Hockey fans have their mullets in a twist about me. This is because I keep mocking them and their human demolition derby. Last month I got angrygrams protesting my frequent hockey-fan jokes. Why do I keep making fun of these people? Because it is easy, and I am cruel.

One guy sent me an angry e-mail full of surreal references to testicles. Which is a really telling metaphor when you're defending the only major sport that doesn't use a ball. Well, there's curling, which combines the atmosphere of hockey with the skill set of custodial work.

OK, I just went to NHL.com. Time for some statistics! Last season, which was 37 games long, all teams qualified for the playoffs, which meant an additional 223 postseason matches per team. The current season ended in June, but began in 1974. There were 132 violent fights, and then the second game of the season started.

Why is hockey so vile and yet so boring? Maybe because it wafts down like a low-pressure system from the most boring country on Earth, America's hat, a place that puts you on trial if you express politically incorrect opinions and makes you wait eight years to get your strep throat treated. We are talking about the land of Molson, Labatt's and other strange brews so vile and boring that, even in high school, when I would get drunk on Asti Spumante or Harvey's Bristol Crème or some other dusty near-poison from the back of the parental liquor cabinet, yes, even in high school, when having a drink with a friend meant gulping in the woods and chuckling feverishly like sprites, I thought Canadian beer tasted like something collected from the floor of the locker room after everyone has taken a shower.

(And drank it anyway.)

I believe, but am not sure, that there is a National Hockey League franchise called the Penguins. There is also one called the Ducks, and the Tinkerbells, and the Wee Willie Winkles (from, of course, Winnipeg). Cute family-friendly names are essential if you are going to get Mom, Dad, Scooter and Trixie to attend the bloodlettings of unibrowed Muscovite thugs.

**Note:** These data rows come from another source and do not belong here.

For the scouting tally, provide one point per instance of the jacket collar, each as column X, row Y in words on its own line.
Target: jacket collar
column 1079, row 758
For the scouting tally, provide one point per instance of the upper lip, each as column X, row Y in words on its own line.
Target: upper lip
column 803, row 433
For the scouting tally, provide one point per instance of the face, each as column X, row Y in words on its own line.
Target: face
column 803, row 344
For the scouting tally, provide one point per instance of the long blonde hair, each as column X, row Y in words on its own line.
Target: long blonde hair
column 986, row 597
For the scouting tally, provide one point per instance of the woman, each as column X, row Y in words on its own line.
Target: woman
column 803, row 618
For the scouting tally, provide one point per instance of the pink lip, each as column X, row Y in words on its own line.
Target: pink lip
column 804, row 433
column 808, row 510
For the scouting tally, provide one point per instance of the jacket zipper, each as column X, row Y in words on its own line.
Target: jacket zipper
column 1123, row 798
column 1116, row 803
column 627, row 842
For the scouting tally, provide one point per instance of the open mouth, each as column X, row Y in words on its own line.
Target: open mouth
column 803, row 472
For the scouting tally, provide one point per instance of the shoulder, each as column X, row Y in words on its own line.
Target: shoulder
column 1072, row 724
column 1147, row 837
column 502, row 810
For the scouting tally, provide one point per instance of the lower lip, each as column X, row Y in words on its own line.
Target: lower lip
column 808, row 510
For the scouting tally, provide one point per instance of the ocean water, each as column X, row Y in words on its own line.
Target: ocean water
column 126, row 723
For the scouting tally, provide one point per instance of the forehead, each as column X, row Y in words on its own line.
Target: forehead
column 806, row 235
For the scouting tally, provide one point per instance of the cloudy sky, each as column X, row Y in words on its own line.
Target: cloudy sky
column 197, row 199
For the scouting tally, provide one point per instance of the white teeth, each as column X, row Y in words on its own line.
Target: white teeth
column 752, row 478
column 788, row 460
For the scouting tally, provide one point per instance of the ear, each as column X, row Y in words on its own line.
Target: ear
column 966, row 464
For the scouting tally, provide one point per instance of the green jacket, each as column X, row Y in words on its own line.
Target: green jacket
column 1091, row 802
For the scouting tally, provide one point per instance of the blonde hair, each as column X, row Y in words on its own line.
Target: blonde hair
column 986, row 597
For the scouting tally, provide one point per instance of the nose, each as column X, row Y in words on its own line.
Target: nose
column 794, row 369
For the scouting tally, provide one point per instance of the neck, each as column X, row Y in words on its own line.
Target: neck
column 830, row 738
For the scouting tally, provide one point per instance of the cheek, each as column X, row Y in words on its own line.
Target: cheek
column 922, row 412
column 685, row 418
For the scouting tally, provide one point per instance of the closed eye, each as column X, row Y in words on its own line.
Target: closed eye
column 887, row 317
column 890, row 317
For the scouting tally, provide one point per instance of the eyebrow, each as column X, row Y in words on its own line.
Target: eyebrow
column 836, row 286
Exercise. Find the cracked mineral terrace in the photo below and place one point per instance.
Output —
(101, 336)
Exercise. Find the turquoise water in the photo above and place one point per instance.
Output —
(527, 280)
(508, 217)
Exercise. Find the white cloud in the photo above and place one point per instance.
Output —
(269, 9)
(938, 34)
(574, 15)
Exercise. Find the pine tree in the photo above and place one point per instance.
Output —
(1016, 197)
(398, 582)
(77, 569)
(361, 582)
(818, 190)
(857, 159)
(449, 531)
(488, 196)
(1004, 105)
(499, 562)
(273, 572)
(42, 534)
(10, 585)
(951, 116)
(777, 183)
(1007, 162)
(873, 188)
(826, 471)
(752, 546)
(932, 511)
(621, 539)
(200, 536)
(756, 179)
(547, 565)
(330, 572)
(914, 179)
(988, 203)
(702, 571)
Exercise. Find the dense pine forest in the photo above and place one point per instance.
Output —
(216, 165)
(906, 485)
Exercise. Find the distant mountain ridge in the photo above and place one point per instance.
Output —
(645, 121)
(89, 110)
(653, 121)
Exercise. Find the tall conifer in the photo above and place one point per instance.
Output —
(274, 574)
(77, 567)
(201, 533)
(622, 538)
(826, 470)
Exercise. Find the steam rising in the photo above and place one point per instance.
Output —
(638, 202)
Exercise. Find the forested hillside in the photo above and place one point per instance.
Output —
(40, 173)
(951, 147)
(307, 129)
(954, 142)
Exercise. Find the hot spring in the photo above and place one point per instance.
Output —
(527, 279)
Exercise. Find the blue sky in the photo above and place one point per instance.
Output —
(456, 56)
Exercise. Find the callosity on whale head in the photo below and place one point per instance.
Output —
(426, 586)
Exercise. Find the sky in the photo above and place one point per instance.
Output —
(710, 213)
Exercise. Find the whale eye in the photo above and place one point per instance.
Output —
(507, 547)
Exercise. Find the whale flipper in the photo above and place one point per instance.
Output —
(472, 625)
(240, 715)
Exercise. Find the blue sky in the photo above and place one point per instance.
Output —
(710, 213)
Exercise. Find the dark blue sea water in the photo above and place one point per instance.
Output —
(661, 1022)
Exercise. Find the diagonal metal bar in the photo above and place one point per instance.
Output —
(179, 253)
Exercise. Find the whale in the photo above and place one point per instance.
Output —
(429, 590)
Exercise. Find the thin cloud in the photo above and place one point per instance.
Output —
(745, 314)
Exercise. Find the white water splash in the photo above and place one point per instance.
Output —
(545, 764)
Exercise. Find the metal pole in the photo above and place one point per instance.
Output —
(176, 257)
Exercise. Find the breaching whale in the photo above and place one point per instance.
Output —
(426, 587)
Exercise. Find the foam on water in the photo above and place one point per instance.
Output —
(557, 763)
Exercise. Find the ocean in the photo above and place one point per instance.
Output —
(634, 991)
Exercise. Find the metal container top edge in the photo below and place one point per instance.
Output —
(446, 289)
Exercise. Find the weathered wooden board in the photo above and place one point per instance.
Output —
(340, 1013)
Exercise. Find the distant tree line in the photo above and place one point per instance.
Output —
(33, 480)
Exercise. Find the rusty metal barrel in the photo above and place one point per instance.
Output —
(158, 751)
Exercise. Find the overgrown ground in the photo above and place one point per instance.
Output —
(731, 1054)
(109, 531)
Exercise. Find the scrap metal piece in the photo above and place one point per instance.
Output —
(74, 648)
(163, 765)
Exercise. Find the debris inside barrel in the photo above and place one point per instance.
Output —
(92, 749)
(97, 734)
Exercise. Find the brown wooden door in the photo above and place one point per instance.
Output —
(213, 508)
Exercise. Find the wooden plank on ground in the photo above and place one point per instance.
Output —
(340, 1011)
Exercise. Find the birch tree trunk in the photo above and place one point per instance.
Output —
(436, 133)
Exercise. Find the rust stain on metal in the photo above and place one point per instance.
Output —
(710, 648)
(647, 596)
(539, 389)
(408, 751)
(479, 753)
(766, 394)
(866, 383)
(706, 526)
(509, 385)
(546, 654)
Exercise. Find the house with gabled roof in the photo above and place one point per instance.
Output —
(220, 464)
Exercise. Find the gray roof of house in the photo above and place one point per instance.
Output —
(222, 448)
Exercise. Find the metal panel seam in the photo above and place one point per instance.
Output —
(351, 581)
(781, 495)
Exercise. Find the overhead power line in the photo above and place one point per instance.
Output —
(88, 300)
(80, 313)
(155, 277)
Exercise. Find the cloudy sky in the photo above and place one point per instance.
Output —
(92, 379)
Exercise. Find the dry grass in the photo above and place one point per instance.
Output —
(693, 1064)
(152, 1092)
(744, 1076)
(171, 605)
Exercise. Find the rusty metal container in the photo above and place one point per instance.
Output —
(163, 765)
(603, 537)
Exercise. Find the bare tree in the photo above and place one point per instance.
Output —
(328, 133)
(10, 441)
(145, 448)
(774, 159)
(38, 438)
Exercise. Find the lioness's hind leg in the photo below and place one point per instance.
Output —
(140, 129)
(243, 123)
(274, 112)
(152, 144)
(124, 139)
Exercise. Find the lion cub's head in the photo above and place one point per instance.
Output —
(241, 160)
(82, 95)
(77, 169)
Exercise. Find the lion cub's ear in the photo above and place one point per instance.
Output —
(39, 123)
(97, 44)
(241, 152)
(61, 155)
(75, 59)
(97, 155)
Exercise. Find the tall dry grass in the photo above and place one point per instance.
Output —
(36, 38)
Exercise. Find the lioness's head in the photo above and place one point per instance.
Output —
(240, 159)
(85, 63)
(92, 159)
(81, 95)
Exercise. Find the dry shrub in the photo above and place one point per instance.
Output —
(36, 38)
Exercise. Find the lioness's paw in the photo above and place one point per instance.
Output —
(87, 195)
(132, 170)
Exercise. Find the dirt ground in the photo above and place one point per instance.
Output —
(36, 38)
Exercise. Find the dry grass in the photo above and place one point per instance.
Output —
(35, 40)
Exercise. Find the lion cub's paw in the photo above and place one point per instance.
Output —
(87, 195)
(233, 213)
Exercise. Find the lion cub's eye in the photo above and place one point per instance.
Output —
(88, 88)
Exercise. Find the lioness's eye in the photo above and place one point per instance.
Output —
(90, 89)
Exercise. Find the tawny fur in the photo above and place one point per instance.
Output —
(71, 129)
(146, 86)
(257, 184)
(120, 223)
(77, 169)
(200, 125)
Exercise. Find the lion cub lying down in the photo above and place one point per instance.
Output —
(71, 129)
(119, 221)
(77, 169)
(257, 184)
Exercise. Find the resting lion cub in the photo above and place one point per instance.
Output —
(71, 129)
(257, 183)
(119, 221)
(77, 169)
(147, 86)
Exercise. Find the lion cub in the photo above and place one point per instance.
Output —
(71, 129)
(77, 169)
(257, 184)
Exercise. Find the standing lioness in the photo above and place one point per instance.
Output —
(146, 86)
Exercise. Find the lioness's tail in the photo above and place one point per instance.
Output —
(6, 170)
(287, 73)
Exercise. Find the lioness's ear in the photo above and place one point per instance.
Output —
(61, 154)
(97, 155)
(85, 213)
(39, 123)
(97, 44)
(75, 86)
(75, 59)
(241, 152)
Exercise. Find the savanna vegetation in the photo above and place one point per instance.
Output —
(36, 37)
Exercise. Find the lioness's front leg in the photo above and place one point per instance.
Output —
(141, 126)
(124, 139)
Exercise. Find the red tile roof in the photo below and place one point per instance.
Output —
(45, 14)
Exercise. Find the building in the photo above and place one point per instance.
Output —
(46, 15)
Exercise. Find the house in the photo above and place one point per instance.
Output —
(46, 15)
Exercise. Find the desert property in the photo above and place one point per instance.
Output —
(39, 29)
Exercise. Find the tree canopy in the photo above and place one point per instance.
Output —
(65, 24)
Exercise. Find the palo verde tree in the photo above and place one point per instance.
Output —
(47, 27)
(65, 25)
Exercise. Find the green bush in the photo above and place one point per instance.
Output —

My friend Chris was once arrested by New York City police after participating in (and winning) a street fight that lasted for exactly one shove and two punches, one of which missed. In a hockey fight the referees stand by like the UN in Darfur while carotids spray the ice like cherry flavoring on a Slurpee.

That last bit wasn't even an exaggeration. In February a hockey player nearly died on the ice when a skate sliced open his neck. The most surprising detail of this injury is that it happened accidentally.

Even hockey's one great moment occurred very . . . hockeyishly. The Miracle on Ice against the Soviet Union wasn't even the final - the USSR still could have won the Gold, and the US team could have finished anywhere from first to fourth depending on how it did in the followup game against Finland.

And it wasn't broadcast live, though it happened in Lake Placid at 5 p.m. By the time Jim McKay came on ABC to tell us we were about to see the epic clash, everybody already knew we'd won. That's hockey for you: when the game was on TV, everyone had to pretend to get excited again.